His obsession with mysterious Polaroids grew from a hobby to making a website to publishing a book. He spent years collecting more than 6,000 Polaroids from shops in Calgary, Toronto, New York and Amsterdam, and then on eBay. His new book, Found Polaroids, matches these pictures with flash fiction (very short stories) contributed by strangers online.
"The original intent of the project was to return the found images back to their original owners, although that has proved mostly futile," Zeleny said. "Understanding how futile it was to try to return these images, I thought it was quite a shame to allow the Polaroids to live in a state of limbo ... So I came up with the idea to allow people to contribute flash-fiction stories in response to the Polaroids, answering for who [the people in the photos] could have been, where they could have gone and what they might have known."
Found Polaroids includes 35 of the 400 short stories Zeleny received online, as well as essays on Polaroid photography.
Zeleny says Polaroids are unlike any other type of photograph.
"It has no negative and cannot be reproduced," he said. "It really is the only photographic medium that allows us to make that claim."
From his thousands of images, Zeleny was able to track down a total of four subjects. In one case, he got in touch with two former cheerleaders by looking up the team's logo, identifying the school they went to, and then reaching out to the current cheerleading squad.
"One thing that still remains a mystery in all the cases is either who took the image, or how it came to be in my possession," Zeleny said.
Read a story from FoundPolaroids.com:
By Christin Peter
"How to tell them?" I wonder. I haven't even been sitting on this couch for an hour, and I've already smoked three cigarettes. Jack is in the other room, and I'm afraid I've made him angry because he acts like the whole thing is a joke.
At twenty-one, I'm not a baby by any means, but since I'm her youngest child my mama thinks I am.
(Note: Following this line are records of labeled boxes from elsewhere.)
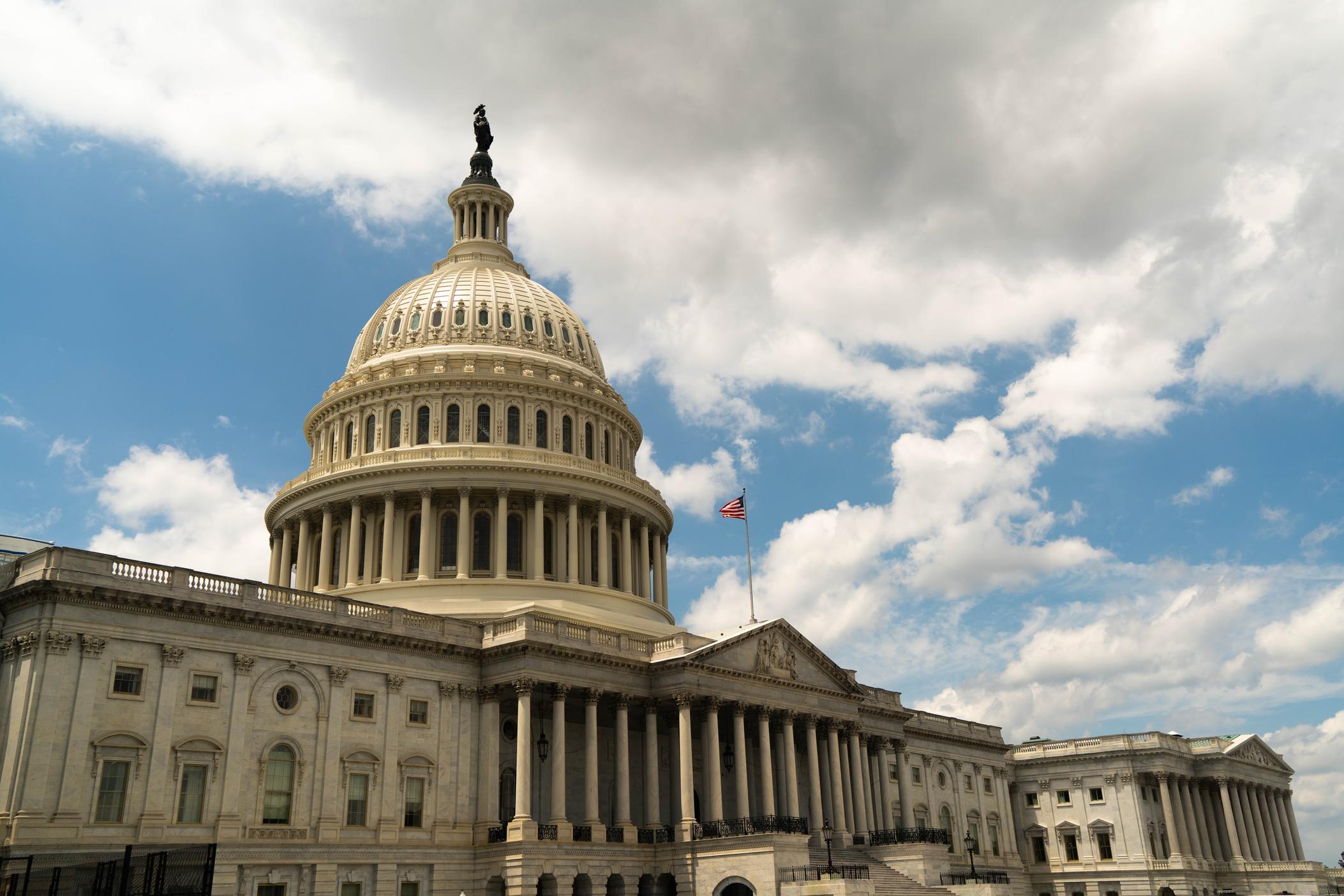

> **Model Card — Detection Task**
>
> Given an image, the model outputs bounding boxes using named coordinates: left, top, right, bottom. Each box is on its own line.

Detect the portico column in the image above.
left=567, top=495, right=579, bottom=583
left=802, top=715, right=826, bottom=833
left=614, top=693, right=634, bottom=828
left=1150, top=771, right=1185, bottom=856
left=414, top=489, right=438, bottom=580
left=315, top=504, right=332, bottom=591
left=457, top=485, right=473, bottom=579
left=597, top=501, right=611, bottom=588
left=849, top=728, right=868, bottom=834
left=551, top=683, right=570, bottom=825
left=733, top=703, right=751, bottom=818
left=642, top=698, right=661, bottom=828
left=757, top=706, right=774, bottom=816
left=583, top=688, right=602, bottom=842
left=378, top=491, right=396, bottom=581
left=826, top=721, right=848, bottom=844
left=676, top=693, right=695, bottom=841
left=705, top=697, right=723, bottom=821
left=532, top=489, right=542, bottom=579
left=621, top=511, right=634, bottom=594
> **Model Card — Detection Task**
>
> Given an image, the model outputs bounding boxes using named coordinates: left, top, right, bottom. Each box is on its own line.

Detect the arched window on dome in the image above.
left=261, top=744, right=294, bottom=825
left=476, top=403, right=491, bottom=442
left=444, top=401, right=462, bottom=442
left=472, top=511, right=491, bottom=572
left=505, top=513, right=523, bottom=575
left=406, top=513, right=421, bottom=574
left=504, top=405, right=523, bottom=445
left=415, top=405, right=429, bottom=445
left=536, top=411, right=551, bottom=447
left=438, top=513, right=457, bottom=569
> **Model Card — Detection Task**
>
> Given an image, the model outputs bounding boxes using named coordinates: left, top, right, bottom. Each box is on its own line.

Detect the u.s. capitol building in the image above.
left=0, top=119, right=1332, bottom=896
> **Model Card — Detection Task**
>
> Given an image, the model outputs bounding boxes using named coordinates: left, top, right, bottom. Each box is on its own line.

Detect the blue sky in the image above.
left=0, top=3, right=1344, bottom=858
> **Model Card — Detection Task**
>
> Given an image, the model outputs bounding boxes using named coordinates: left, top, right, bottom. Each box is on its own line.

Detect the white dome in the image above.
left=345, top=264, right=606, bottom=380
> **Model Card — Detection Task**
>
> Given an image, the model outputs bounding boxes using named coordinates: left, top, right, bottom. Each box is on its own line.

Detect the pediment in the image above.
left=687, top=619, right=864, bottom=693
left=1223, top=735, right=1293, bottom=773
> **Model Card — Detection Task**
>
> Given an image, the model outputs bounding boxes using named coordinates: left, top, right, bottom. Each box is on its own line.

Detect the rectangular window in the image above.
left=93, top=760, right=130, bottom=825
left=406, top=700, right=429, bottom=726
left=345, top=775, right=368, bottom=828
left=112, top=666, right=145, bottom=697
left=191, top=671, right=219, bottom=703
left=402, top=778, right=424, bottom=828
left=177, top=766, right=205, bottom=825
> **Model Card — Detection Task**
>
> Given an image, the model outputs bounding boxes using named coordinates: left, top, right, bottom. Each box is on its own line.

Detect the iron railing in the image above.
left=868, top=828, right=948, bottom=846
left=691, top=816, right=809, bottom=840
left=777, top=865, right=868, bottom=883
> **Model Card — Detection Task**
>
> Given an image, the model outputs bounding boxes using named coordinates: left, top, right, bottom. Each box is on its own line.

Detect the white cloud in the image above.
left=89, top=445, right=270, bottom=580
left=1172, top=466, right=1237, bottom=505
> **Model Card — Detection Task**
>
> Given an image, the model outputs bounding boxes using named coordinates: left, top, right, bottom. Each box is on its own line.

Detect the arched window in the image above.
left=415, top=405, right=429, bottom=445
left=476, top=405, right=491, bottom=442
left=438, top=513, right=457, bottom=569
left=472, top=511, right=491, bottom=572
left=261, top=744, right=294, bottom=825
left=504, top=405, right=523, bottom=445
left=444, top=405, right=462, bottom=442
left=406, top=513, right=421, bottom=572
left=507, top=513, right=523, bottom=572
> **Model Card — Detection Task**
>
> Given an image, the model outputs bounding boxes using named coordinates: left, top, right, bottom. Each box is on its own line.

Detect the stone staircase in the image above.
left=808, top=845, right=953, bottom=896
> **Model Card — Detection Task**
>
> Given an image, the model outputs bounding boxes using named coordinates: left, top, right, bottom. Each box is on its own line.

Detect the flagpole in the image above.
left=742, top=488, right=756, bottom=623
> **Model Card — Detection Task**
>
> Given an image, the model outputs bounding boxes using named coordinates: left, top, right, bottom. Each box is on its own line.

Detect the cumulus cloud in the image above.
left=89, top=445, right=270, bottom=580
left=1172, top=466, right=1237, bottom=507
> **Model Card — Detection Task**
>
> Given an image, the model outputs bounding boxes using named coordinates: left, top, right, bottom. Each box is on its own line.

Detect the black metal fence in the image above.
left=691, top=816, right=808, bottom=840
left=775, top=865, right=868, bottom=883
left=0, top=844, right=215, bottom=896
left=868, top=828, right=948, bottom=846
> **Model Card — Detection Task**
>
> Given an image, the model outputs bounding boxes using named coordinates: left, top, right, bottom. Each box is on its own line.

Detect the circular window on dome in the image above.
left=276, top=685, right=299, bottom=712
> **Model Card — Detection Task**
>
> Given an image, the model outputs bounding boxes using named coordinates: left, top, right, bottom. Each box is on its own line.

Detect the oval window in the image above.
left=276, top=685, right=299, bottom=712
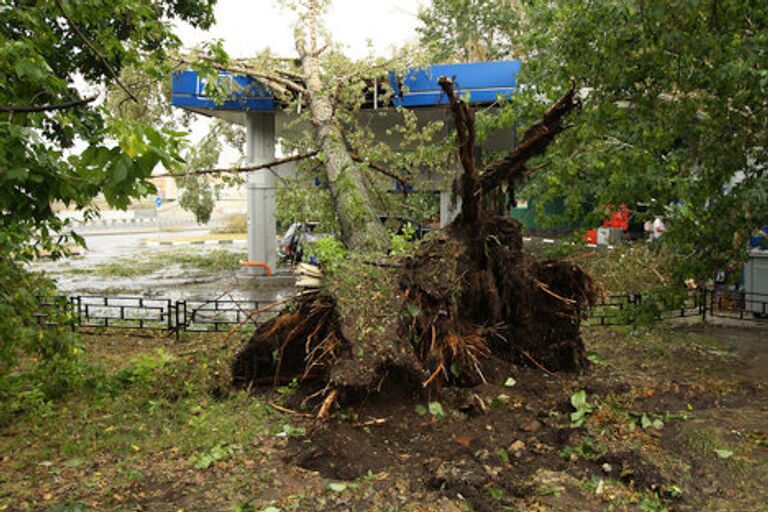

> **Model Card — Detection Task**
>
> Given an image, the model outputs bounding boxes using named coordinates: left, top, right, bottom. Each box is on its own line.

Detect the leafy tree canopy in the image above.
left=0, top=0, right=215, bottom=424
left=420, top=0, right=768, bottom=278
left=0, top=0, right=215, bottom=257
left=523, top=0, right=768, bottom=277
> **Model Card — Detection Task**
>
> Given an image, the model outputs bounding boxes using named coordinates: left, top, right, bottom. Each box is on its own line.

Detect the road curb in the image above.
left=147, top=239, right=248, bottom=247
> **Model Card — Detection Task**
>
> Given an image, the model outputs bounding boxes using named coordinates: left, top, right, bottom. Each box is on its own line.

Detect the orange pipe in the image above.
left=240, top=260, right=272, bottom=276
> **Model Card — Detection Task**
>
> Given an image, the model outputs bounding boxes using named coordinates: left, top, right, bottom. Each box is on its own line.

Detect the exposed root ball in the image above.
left=233, top=217, right=596, bottom=399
And right now I feel like one. I just want to curl up with the plush frog Karen made me, close my eyes, and be someone new, someone younger. Or maybe just someone smarter.
Jack enters the room, fiddling with his camera.
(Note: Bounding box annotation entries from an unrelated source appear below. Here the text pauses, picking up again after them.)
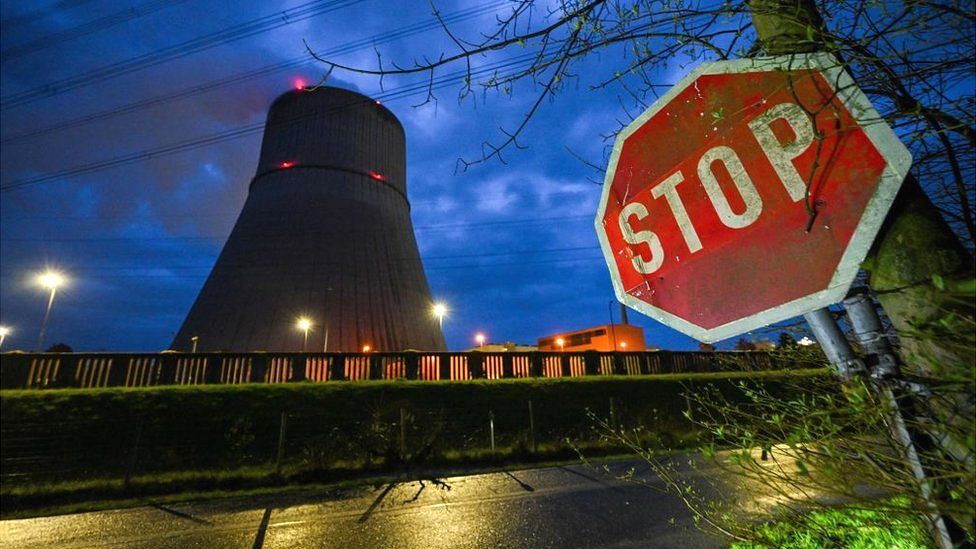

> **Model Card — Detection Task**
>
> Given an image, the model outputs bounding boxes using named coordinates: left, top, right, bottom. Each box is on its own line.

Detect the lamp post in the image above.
left=297, top=316, right=312, bottom=353
left=37, top=271, right=64, bottom=352
left=431, top=303, right=447, bottom=330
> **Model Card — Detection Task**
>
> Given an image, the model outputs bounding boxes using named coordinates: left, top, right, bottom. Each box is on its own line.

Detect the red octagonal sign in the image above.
left=596, top=54, right=911, bottom=342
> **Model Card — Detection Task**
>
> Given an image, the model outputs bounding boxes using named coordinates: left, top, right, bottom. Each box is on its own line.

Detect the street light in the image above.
left=431, top=303, right=447, bottom=330
left=297, top=316, right=312, bottom=353
left=37, top=270, right=64, bottom=352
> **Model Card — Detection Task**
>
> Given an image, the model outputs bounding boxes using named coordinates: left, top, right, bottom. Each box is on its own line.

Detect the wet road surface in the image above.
left=0, top=461, right=727, bottom=549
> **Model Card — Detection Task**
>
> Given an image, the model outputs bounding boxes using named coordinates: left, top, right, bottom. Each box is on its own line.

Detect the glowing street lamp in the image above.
left=296, top=316, right=312, bottom=353
left=36, top=270, right=65, bottom=352
left=431, top=303, right=447, bottom=330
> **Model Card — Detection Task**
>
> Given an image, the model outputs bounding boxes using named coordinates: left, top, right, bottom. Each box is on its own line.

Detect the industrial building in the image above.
left=171, top=87, right=446, bottom=351
left=538, top=324, right=648, bottom=351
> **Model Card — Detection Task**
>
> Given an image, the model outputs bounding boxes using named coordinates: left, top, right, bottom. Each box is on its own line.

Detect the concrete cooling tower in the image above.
left=172, top=87, right=445, bottom=351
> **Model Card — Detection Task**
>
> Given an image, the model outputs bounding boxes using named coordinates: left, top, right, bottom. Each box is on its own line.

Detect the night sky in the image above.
left=0, top=0, right=764, bottom=351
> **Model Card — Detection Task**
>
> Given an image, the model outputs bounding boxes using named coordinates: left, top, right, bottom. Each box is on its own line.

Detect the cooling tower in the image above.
left=172, top=87, right=445, bottom=351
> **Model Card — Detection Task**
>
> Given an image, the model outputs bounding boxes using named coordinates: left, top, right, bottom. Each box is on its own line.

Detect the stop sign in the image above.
left=596, top=54, right=911, bottom=342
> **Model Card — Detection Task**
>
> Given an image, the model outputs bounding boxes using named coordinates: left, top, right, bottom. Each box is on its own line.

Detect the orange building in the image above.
left=538, top=324, right=647, bottom=351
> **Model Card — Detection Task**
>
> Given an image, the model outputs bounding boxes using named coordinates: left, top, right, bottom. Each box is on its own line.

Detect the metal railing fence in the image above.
left=0, top=351, right=794, bottom=389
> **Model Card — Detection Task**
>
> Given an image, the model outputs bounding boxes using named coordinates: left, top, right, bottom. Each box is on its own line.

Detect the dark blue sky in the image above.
left=0, top=0, right=776, bottom=351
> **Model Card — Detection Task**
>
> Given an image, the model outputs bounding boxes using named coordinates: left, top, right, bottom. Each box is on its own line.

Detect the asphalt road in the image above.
left=0, top=461, right=748, bottom=549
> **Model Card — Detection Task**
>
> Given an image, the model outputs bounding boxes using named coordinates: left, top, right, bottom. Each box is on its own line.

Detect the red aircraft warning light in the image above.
left=595, top=54, right=911, bottom=343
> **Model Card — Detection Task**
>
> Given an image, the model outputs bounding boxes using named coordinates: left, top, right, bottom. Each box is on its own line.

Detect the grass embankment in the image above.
left=731, top=498, right=932, bottom=549
left=0, top=370, right=824, bottom=517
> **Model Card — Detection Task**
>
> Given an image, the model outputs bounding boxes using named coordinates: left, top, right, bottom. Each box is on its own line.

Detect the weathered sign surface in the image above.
left=596, top=54, right=911, bottom=342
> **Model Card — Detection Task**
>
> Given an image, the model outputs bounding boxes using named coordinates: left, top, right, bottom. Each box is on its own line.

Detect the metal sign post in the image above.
left=840, top=292, right=954, bottom=549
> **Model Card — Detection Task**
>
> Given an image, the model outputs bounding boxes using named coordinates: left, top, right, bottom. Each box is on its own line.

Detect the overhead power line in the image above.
left=0, top=0, right=508, bottom=145
left=0, top=53, right=536, bottom=193
left=0, top=0, right=194, bottom=62
left=0, top=215, right=593, bottom=243
left=0, top=0, right=365, bottom=110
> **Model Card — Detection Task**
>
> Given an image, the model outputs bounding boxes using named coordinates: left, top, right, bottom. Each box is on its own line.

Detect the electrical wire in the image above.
left=0, top=53, right=537, bottom=193
left=0, top=0, right=507, bottom=145
left=0, top=0, right=365, bottom=110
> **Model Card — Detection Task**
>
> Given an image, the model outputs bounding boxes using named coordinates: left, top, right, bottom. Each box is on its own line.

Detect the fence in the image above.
left=0, top=351, right=791, bottom=389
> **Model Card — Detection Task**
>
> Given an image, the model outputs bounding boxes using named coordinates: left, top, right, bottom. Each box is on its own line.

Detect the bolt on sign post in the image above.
left=595, top=54, right=911, bottom=343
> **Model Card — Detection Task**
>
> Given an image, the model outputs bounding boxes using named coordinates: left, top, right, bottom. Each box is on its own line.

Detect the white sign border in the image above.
left=594, top=53, right=912, bottom=343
"So just tell them," he says. "It doesn't have to be a big deal. You're an adult. You can make your own decisions."
Yes, I'm legally an adult, but I'm still in college. And I'm also in his apartment instead of my dorm. I try to do the math in my head, trying to figure out if there is some way to still graduate, but I know it's impossible. It's still only January.
"We can go to the courthouse this weekend. Tell them after; I don't care." Jack raises his camera to his face. "Come on, smile. This should be a happy day."
My mother got married young—at a mere nineteen years of age—but it was not what I had envisioned for myself. I was going to get a degree and then join the Peace Corps. I was going to travel, then get a teaching job, then get married and have children.
But it was too late for that now.
"Come on, Lizzie. Show me a smile."
I can't find one. I still don't know how I'm going to tell my parents.